FALL 2024 GRADUATE COURSE OFFERINGS

GRADUATE ENGLISH FLIER
FALL 2024

ENG. 110: INTRODUCTION TO THE PROFESSION (70882)
T. 5:00 – 7:00 PM HYBRID: IN PERSON AND SOMETIMES SYNCHRONOUS ONLINE
Dr. Steve Mentz
Email: mentzs@stjohns.edu

This course introduces students to graduate work in English as a discourse, a community,
and an active practice. We will explore tools and techniques for scholarly research,
practice strategies for successful academic writing and presentation, and discuss
pedagogical models and methods. MA and PhD students are welcome. The course will
alternate between in-person and Zoom meetings. There will also be some optional “Field
Seminar” events either on campus or around New York City
For more information, contact Dr. Steve Mentz, mentzs@stjohns.edu.

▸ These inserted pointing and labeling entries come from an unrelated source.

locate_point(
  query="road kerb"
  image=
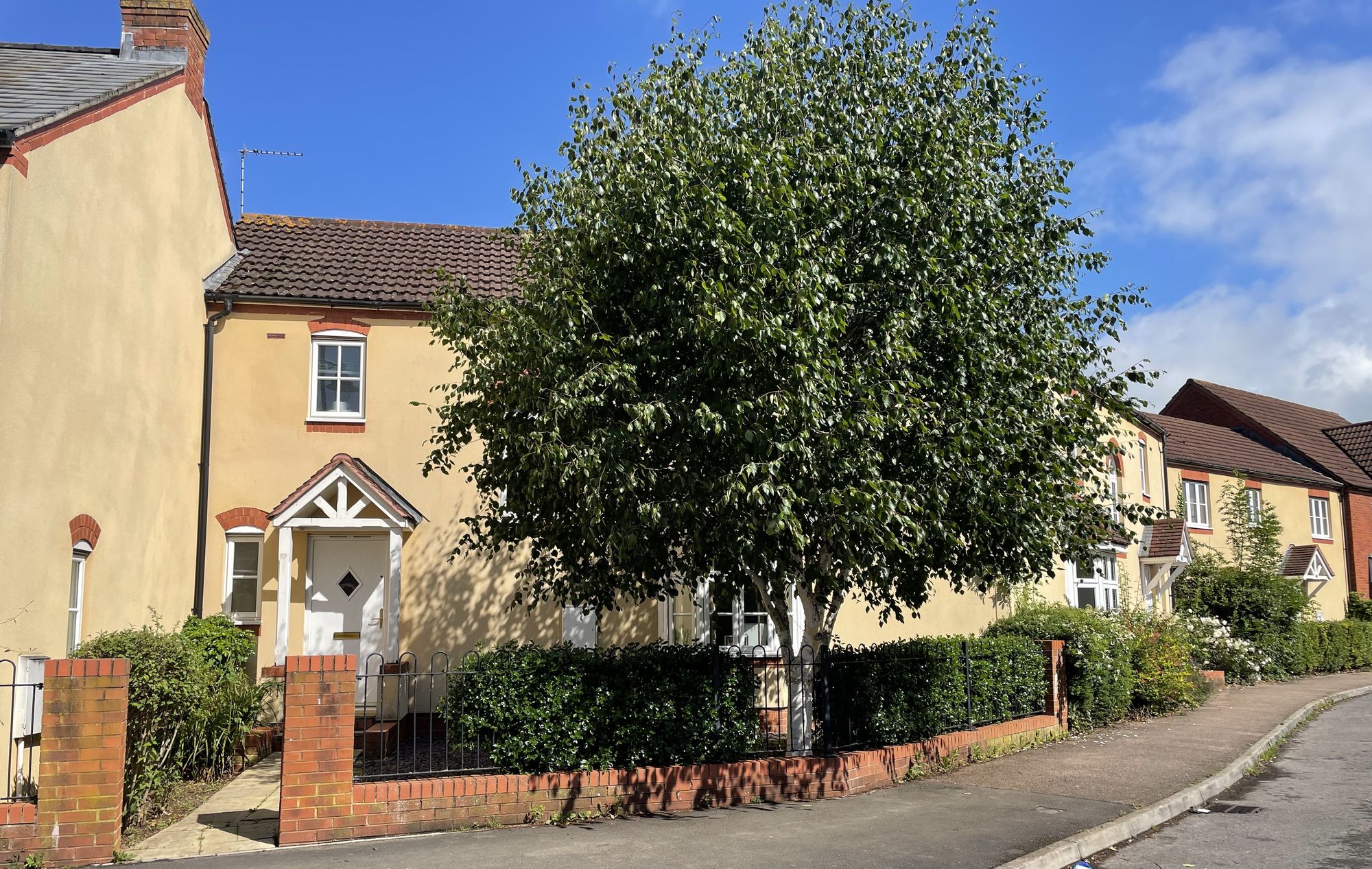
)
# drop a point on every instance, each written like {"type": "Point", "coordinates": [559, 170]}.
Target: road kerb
{"type": "Point", "coordinates": [1067, 852]}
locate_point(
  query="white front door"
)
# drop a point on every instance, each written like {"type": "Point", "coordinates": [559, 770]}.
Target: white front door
{"type": "Point", "coordinates": [345, 594]}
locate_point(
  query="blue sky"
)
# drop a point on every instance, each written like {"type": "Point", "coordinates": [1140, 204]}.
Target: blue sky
{"type": "Point", "coordinates": [1230, 144]}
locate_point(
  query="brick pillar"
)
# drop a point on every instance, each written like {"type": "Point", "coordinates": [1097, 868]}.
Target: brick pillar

ENG. 130: INTRODUCTION TO LITERACY STUDIES (75314)
LITERACY AS PRAXIS
M. 5:00 – 7:00 PM
Dr. Steven Alvarez
Email: alvares1@stjohns.edu

This course will be an overview to the field of literacy studies, focusing on the study of
literacy as praxis informed by social theory. Literacy as praxis posits that individuals
perform from their language repertoires to make existential changes in their
sociohistorical circumstances. From this position, we will examine literacy not as
decontextualized rote skills, but, rather, as transformative actions communities enact
when forming liberatory solidarities in different situations. Readings for the course will
include works by Pierre Bourdieu, bell hooks, Shirley Brice Heath, Antero Garcia,
Valerie Kinloch, Paolo Freire, Ofelia García, and Anne Haas Dyson.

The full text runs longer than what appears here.